The third step is transitioning ALC patients from the hospital to a community setting, a task that the Region’s 90 Days of Innovation: Ready Every Day Community Strategies team has started. On July 13, the team began transitioning ALC patients from hospital to Preston Park II, an assisted living facility participating in the Region’s Transitional Care Bed pilot project.

“Our goal is to put the right patient in the right place at the right time,” says Corey Miller, team lead. “The pilot is the first step to achieving this goal. It’s important for our healthcare teams to stay diligent in identifying and designating patients as ALC so that patients can be considered for community initiatives like transitional care beds.”

“The time spent gathering ALC data has been very exciting and essential in determining the needs of our patients once they no longer require an acute care setting,” says Audrey Cowie, registered nurse on 7th floor medicine at St. Paul’s Hospital. “The data is needed to determine the appropriate supports that need to be implemented in the community, providing a more conducive period of recovery and/or transition for our patients, while opening up acute beds.”

As part of the 90 Days of Innovation, the Community Strategies team created an electronic version of the ALC form that is currently reporting an average of 125 ALC patients a day. To make the data collection form even more useful, Dr. Basran says the long-term goal is to incorporate an option for clinicians to identify all of the services patients might qualify for, to place patients on wait lists and to submit referrals.

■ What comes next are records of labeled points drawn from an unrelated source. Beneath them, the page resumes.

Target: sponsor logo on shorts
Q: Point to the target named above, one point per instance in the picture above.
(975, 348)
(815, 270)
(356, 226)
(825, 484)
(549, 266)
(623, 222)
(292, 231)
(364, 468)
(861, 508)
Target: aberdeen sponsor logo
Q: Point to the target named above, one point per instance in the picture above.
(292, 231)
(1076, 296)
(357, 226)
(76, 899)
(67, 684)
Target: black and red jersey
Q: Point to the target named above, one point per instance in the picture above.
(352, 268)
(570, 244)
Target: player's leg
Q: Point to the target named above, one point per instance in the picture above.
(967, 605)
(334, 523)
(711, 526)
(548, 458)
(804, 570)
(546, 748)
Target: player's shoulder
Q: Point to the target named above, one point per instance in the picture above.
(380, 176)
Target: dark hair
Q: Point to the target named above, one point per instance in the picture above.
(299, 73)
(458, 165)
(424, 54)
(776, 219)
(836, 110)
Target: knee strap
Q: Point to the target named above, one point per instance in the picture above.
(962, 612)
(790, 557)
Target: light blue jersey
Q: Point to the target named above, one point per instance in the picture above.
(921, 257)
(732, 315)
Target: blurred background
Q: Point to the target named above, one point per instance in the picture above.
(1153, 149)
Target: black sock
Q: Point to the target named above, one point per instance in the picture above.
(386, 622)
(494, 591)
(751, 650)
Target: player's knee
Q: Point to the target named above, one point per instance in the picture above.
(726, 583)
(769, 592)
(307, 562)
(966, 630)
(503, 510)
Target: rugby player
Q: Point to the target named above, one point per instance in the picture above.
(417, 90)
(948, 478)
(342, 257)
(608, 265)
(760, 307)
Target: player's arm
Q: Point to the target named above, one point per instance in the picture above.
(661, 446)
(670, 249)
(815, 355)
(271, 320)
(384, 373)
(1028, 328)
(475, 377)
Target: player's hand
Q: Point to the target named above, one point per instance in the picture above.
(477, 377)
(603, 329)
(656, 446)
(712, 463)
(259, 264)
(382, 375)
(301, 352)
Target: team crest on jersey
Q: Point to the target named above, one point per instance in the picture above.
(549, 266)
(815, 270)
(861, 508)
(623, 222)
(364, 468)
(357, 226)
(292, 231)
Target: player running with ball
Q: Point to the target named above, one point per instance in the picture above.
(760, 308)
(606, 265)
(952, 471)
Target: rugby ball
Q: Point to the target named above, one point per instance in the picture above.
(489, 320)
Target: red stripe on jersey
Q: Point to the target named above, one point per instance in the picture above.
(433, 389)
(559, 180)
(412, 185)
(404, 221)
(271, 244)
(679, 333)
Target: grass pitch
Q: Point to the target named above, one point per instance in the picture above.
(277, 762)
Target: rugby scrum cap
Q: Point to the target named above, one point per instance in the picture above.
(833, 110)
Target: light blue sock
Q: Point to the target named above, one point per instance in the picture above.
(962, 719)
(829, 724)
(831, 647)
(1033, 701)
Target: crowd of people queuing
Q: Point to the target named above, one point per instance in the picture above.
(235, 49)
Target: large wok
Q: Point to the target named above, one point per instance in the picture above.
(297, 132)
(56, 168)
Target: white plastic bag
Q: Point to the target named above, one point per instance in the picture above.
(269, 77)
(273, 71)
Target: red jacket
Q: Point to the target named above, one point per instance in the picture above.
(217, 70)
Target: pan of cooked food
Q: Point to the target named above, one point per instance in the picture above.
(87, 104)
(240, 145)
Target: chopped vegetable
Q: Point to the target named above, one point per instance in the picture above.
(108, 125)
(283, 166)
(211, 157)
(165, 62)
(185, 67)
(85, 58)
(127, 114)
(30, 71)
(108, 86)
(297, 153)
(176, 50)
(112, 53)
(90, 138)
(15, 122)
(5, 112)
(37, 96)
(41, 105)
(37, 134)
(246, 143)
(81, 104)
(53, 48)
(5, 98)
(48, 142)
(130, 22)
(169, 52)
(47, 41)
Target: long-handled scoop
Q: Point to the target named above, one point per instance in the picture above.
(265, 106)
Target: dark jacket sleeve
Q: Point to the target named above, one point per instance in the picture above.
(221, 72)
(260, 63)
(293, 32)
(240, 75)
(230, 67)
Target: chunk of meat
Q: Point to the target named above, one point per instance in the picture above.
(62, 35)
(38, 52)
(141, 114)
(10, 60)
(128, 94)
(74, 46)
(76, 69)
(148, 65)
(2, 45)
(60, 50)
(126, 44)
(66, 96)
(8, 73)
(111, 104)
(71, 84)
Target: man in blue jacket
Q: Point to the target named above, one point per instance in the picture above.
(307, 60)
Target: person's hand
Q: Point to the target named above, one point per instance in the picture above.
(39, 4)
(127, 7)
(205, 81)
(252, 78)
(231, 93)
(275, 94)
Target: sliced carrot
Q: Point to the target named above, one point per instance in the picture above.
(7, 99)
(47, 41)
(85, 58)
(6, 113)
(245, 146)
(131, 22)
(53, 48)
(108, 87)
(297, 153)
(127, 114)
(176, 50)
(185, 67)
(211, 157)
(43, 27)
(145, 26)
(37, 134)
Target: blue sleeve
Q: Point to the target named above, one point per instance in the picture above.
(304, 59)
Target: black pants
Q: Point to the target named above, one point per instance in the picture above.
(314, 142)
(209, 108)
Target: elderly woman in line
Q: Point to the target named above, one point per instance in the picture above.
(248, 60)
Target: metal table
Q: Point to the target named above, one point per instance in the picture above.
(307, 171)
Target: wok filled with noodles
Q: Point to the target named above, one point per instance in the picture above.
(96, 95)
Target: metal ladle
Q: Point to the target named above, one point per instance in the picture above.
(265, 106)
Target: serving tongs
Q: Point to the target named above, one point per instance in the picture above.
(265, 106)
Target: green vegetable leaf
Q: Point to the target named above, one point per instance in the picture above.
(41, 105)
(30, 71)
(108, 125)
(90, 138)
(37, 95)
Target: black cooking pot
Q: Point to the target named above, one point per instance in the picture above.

“ALC data collection is providing the foundation for the Region to reduce long wait times in the emergency department,” says Dr. Basran. “It’s allowing us to identify not only who is ALC but also why they are ALC and how the healthcare system and community can collaborate to better serve them.”

The province is aiming to have 100 per cent of ALC patients in Saskatchewan correctly identified with a single provincial form by April 2016. In addition, the Senior Home Visit initiative – a project supported by the provincial government – is being developed to directly respond to some of the needs identified by the ALC project.

In 2015, Dr. Jenny Basran received the Saskatchewan Medical Association Physician of the Year award and the Saskatchewan Alzheimer Society Honourary Lifetime Membership Award.